Türkiye Varlık Fonu’nu Anayasamıza Uymaya Davet Ediyorum!

Sigorta şirketleri üzerinden yurt dışına aktarılan sermayemiz konusunda araştırma yaparken, Türkiye Varlık Fonu’nun (TVF) portföyünde bulunan 2 lisans dikkatimi çekti ve önce bu konuda yazmaya karar verdim.

Türkiye Varlık Fonu’nda 7 sektöre dağılmış 31 şirket ve 2 lisans görülüyor. TVF’ye 2017 yılında 49 yıllığına devredilen 2 lisans ve konuları şunlar:

1-Nakit Karşılığı Şans Oyunları Lisansı. Kapsamı: Karşılığı nakit olmak üzere oynatılan Piyango, Hemen-Kazan, Sayısal Loto, Şans Topu, On Numara ve Süper Loto oyunları ile ilgili mevzuat çerçevesinde izin verilebilecek benzer şans oyunları.

2-At Yarışı Düzenleme ve Bahis Kabul Etme Lisansı. Kapsamı: Yurtiçinde at yarışları düzenleme, yurtiçinde ve yurtdışında düzenlenen at yarışları üzerine bahis kabul etme hak ve yetkileri.

Yani bu iki lisansta KUMAR pisliği hakkında! Kumarın bir pislik ve terk edilmesi gereken kebair günahlardan birisi olduğunu bizzat Yüce Allah haber veriyor!: “Ey iman edenler! (Aklı örten) içki (ve benzeri şeyler), kumar, dikili taşlar ve fal okları ancak, şeytan işi birer pisliktir. Onlardan kaçının ki kurtuluşa eresiniz. Şeytan, içki ve kumarla, ancak aranıza düşmanlık ve kin sokmak; sizi Allah’ı anmaktan ve namazdan alıkoymak ister. Artık vazgeçiyor musunuz?” Maide 90-91

Kumarın vatandaşlarımız için uzak durulması ve korunulması gereken bir pislik olduğunu Anayasamız da tescil etmiştir.

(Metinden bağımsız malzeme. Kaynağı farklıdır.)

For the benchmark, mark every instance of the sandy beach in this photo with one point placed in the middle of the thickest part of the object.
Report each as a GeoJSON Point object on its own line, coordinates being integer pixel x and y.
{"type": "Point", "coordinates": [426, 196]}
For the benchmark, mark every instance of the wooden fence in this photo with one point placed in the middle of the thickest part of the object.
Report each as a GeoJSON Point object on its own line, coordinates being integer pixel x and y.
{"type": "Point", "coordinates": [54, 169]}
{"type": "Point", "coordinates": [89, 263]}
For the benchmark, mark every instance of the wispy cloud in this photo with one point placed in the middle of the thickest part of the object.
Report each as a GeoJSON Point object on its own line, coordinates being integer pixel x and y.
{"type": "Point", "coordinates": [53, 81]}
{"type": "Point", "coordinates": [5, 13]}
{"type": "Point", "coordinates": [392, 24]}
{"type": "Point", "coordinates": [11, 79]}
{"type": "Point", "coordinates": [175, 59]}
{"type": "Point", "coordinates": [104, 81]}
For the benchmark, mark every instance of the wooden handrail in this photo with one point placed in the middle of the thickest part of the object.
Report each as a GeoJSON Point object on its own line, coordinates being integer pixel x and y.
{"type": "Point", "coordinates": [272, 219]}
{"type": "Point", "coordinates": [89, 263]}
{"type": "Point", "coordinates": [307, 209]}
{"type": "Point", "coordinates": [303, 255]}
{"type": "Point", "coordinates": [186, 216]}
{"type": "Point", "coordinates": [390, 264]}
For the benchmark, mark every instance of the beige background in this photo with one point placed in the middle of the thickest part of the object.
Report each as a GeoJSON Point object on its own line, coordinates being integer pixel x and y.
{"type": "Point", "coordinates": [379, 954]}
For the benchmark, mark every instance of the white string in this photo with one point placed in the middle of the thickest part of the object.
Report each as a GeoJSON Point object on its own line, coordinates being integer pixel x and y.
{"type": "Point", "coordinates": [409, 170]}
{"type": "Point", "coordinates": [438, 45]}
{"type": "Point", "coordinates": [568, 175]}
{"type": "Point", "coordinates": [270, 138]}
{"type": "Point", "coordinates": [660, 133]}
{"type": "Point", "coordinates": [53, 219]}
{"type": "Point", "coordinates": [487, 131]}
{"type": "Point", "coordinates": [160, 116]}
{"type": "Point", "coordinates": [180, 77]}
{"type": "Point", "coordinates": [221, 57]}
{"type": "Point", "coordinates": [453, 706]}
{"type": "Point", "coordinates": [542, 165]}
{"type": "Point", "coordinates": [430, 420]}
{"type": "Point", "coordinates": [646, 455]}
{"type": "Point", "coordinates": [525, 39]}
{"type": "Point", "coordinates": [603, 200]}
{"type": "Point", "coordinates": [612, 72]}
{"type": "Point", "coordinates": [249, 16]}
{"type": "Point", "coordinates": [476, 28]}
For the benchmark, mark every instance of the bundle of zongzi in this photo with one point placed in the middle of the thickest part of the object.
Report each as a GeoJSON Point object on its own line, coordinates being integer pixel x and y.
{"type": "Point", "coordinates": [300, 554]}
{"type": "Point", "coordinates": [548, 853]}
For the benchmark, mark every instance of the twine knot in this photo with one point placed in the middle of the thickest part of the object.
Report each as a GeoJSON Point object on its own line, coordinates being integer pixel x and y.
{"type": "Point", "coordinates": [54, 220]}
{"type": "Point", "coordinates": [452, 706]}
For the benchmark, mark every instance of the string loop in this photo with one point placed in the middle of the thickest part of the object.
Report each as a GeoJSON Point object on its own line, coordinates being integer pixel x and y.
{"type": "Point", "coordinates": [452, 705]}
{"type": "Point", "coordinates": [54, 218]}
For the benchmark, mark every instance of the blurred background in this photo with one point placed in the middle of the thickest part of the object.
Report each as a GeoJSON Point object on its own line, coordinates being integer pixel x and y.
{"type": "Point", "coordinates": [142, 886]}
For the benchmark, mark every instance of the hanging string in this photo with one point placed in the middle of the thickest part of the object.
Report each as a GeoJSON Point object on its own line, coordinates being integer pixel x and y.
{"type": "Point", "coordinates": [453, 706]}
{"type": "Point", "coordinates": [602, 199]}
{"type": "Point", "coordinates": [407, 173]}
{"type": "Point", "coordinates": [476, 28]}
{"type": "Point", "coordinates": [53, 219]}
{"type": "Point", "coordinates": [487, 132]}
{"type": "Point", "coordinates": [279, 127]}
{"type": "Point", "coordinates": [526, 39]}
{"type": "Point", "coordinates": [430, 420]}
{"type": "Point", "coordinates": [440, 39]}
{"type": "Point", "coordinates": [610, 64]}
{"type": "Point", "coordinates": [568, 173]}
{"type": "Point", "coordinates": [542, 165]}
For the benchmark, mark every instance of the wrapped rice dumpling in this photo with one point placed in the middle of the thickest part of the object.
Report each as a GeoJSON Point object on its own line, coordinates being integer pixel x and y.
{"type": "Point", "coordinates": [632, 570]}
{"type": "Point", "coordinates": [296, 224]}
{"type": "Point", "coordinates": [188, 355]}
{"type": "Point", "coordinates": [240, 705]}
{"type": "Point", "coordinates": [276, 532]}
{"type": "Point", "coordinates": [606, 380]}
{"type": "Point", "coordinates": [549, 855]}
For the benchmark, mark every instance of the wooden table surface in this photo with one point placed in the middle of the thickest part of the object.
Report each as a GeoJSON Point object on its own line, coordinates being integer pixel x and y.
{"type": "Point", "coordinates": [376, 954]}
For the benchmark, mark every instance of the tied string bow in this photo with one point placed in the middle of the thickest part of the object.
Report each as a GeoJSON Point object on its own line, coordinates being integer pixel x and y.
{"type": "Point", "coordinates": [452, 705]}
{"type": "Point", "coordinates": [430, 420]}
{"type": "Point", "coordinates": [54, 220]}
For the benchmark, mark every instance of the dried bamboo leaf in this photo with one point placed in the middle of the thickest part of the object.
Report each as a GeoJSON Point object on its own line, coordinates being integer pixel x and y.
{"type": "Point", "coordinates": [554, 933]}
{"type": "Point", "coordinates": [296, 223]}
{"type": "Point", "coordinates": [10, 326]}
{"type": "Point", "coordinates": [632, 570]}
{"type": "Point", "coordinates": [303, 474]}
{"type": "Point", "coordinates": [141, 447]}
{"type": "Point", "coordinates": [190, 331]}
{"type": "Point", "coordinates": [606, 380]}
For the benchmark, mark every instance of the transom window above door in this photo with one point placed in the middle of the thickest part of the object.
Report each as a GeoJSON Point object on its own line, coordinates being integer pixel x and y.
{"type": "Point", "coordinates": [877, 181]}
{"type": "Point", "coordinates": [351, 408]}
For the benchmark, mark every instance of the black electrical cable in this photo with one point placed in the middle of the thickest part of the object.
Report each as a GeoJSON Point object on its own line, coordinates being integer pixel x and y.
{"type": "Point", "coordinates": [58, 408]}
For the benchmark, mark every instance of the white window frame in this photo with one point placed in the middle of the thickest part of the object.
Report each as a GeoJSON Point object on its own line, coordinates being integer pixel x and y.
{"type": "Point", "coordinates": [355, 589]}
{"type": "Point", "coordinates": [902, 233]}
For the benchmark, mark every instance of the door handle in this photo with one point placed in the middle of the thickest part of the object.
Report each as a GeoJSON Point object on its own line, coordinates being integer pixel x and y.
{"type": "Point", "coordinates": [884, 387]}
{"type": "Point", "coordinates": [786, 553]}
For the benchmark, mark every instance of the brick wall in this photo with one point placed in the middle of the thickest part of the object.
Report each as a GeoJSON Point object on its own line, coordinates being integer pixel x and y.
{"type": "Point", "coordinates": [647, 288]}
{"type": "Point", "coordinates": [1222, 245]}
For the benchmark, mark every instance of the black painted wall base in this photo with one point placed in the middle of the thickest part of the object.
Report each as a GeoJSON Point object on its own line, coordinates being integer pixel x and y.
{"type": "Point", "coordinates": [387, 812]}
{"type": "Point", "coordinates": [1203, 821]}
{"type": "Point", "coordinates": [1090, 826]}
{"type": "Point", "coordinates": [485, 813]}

Anayasanın 58. maddesinde “Devlet, gençleri alkol düşkünlüğünden, uyuşturucu maddelerden, suçluluk, kumar ve benzeri kötü alışkanlıklardan ve cehaletten korumak için gerekli tedbirleri alır.” ifadesi yer aldığına göre, Devlet aklı da kumarın ne derece zararlı ve  tedbir alınması gereken bir kötülük olduğunun gayet farkındadır!

Bir kumar çeşidi olan piyangonun başına MİLLİ ifadesinin getirilmesi pislik olduğunu gizlemez ve meşrulaştırmaz! Milli Piyango’nun tarihçesine baktığımızda, Osmanlı döneminde sosyal yardım ve devlete gemi alınması gibi amaçlarla ve bağış kaynakları üzerinden başladığını, zamanla bildiğimiz kumar pisliğine dönüştüğünü görüyoruz. O yüzden kimse milli önadını aldı diye kumar pisliğinin meşruluğunu iddia etmesin lütfen!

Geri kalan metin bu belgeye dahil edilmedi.